BACKGROUND: The coronavirus disease 2019 (COVID-19) pandemic has severe consequences in terms of mortality and morbidity. Knowledge of factors that impact COVID-19 may be useful in the search for treatments.

OBJECTIVES: To determine the effect of glucose-6-phosphate dehydrogenase (G6PD) deficiency on morbidly and mortality associated with COVID-19.

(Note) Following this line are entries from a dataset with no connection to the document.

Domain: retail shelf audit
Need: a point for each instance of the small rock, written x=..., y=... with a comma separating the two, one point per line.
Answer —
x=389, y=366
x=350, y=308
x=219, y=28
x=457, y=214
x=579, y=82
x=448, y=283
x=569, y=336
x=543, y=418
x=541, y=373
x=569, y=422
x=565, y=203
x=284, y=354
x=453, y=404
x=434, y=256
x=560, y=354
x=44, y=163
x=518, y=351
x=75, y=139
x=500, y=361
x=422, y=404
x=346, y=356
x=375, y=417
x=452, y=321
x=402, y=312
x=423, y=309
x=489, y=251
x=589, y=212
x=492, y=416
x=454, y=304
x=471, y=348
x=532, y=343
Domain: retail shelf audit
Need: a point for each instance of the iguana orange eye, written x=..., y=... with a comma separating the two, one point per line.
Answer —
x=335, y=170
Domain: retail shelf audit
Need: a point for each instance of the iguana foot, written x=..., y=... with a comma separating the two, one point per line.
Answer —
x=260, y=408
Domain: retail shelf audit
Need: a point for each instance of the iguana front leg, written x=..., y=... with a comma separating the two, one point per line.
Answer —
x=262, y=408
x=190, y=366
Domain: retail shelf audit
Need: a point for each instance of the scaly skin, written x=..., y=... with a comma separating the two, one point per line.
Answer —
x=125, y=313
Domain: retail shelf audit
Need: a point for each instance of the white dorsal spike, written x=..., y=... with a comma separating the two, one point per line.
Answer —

METHODS: All patients admitted to Hadassah Hebrew University Medical Center between 01 March 2020 and 03 May 2021 with a diagnosis of COVID-19 were included. We retrospectively retrieved demographic, clinical, and laboratory data from the hospital's electronic medical records. The main outcomes were mortality, intensive care unit (ICU) admission, and severity of COVID-19.

RESULTS: The presence of G6PD deficiency emerged as an independent protective predictor for ICU admission (odds ratio [OR] 0.258, 95% confidence interval [95%CI] 0.077-0.619, P = 0.003) and the development of critical illness (OR 0.121, 95%CI 0.005-0.545, P = 0.006). Moreover, patients with G6PD deficiency had a trend toward lower mortality rates that did not reach statistical significance (OR 0.541, 95%CI 0.225-1.088, P = 0.10).

CONCLUSIONS: Patients with G6PD deficiency were less likely to have a severe disease, had lower rates of ICU admission, and trended toward lower mortality rates.